Forum Discussion
VPN Gateway - BGP AS PATH - Steer which VPN tunnel traffic will flow form Azure to OnPrem
Can anyone confirm whether in the topology that Microsoft calls "Active-active VPN gateways" we can steer which VPN tunnel is utilized using AS PATH? Or is it by definition active/active, meaning we can't avoid utilizing both tunnels simultaneously and probably we have to deal with asymetric routing?
MS article about different topologies:
https://learn.microsoft.com/en-us/azure/vpn-gateway/vpn-gateway-highlyavailable#activeactiveonprem
My findings:
Because the Azure gateway instances are in active-active configuration, the traffic from your Azure virtual network to your on-premises network will be routed through both tunnels simultaneously, even if your on-premises VPN device might favor one tunnel over the other.

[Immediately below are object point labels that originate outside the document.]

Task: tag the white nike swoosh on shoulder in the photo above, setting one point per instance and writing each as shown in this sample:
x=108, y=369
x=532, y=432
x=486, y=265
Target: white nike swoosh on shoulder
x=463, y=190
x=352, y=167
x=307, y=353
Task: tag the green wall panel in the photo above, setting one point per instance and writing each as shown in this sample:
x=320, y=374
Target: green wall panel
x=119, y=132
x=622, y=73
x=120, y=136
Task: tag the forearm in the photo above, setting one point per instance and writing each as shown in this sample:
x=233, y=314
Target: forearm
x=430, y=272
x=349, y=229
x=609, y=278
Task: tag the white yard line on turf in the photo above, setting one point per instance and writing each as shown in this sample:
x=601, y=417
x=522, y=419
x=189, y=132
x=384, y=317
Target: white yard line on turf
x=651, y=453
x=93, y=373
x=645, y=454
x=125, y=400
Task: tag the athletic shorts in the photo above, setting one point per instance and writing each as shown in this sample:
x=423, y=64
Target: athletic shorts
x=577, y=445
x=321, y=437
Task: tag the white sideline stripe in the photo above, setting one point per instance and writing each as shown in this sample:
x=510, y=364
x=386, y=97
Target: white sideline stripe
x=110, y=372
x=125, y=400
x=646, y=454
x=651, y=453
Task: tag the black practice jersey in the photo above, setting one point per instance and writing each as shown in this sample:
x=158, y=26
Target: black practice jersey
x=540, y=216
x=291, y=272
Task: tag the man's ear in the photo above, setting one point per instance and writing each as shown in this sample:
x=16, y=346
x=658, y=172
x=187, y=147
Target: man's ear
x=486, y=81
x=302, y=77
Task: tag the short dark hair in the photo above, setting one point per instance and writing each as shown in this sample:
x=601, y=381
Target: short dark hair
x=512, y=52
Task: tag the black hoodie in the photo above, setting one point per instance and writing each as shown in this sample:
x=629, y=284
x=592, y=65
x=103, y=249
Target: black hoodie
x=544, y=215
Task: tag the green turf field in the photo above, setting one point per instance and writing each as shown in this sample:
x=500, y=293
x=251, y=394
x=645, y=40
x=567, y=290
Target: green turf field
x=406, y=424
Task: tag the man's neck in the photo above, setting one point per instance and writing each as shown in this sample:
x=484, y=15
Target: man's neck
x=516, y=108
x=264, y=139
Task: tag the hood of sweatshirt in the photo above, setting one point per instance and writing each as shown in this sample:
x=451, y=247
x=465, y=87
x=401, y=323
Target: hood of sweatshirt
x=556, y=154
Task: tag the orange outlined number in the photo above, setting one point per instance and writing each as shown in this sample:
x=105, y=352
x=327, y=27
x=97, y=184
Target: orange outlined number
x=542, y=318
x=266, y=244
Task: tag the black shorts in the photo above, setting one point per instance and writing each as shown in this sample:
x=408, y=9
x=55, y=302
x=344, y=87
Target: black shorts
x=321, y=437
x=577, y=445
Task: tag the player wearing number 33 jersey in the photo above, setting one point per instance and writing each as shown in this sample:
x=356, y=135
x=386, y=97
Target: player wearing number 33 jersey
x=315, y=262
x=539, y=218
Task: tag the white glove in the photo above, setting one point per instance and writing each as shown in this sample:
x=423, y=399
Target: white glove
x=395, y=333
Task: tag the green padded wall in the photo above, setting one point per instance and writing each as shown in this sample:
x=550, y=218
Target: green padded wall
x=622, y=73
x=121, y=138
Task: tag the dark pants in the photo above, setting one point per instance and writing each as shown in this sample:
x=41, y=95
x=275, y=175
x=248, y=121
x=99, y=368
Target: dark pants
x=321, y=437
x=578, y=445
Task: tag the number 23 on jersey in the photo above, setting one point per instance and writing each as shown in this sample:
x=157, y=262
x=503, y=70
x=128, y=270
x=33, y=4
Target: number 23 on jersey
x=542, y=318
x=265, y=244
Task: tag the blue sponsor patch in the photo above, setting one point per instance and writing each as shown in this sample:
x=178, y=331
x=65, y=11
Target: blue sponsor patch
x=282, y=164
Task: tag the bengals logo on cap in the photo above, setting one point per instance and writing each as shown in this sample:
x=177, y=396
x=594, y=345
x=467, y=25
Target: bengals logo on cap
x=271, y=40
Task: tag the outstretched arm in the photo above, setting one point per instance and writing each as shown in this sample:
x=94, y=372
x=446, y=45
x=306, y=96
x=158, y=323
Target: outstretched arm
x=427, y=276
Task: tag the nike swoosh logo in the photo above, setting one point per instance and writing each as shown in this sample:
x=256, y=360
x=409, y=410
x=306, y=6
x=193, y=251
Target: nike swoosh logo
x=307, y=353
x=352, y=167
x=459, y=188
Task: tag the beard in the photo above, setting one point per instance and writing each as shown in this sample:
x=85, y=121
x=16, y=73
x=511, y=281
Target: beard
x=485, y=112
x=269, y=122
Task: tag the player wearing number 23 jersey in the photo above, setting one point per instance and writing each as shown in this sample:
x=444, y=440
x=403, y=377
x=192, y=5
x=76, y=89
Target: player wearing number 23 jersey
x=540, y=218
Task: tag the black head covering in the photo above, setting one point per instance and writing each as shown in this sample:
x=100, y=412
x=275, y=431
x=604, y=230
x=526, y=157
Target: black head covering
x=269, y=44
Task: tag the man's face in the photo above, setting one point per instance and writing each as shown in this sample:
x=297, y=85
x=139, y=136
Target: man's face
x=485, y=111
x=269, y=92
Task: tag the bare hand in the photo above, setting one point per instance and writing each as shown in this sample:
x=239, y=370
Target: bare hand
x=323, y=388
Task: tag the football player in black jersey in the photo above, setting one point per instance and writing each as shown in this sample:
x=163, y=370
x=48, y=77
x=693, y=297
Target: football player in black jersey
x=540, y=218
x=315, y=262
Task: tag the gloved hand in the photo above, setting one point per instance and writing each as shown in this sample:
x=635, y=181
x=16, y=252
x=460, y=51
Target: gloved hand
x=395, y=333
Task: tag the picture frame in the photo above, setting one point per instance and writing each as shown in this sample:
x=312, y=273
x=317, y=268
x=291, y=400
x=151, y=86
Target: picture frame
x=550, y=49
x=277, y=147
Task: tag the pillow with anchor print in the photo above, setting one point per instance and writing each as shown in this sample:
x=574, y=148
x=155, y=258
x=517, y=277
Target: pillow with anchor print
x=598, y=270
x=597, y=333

However, according to the Microsoft FAQ about BGP:
Yes, Azure VPN gateway honors AS Path prepending to help make routing decisions when BGP is enabled. A shorter AS Path is preferred in BGP path selection.
2 Replies
If the primary tunnel becomes unavailable traffic should automatically fail over to the secondary tunnel to ensure uninterrupted connectivity.
In our setup, the VPN gateway is configured in active-active mode. However during failover testing when the primary tunnel is brought down, the traffic does not switch to the secondary tunnel as expected. Additionally the BGP peer remains in a Connecting state which prevents the establishment of a stable connection over the secondary path
please give any suggestions on it ???Your findings are correct. Configuring AS-path on the on-premise will give priority to one tunnel over the other (I.e primary, secondary). And if maintenance is done on the Azure gateway and the primary tunnel is done then traffic will be routed to the secondary tunnel.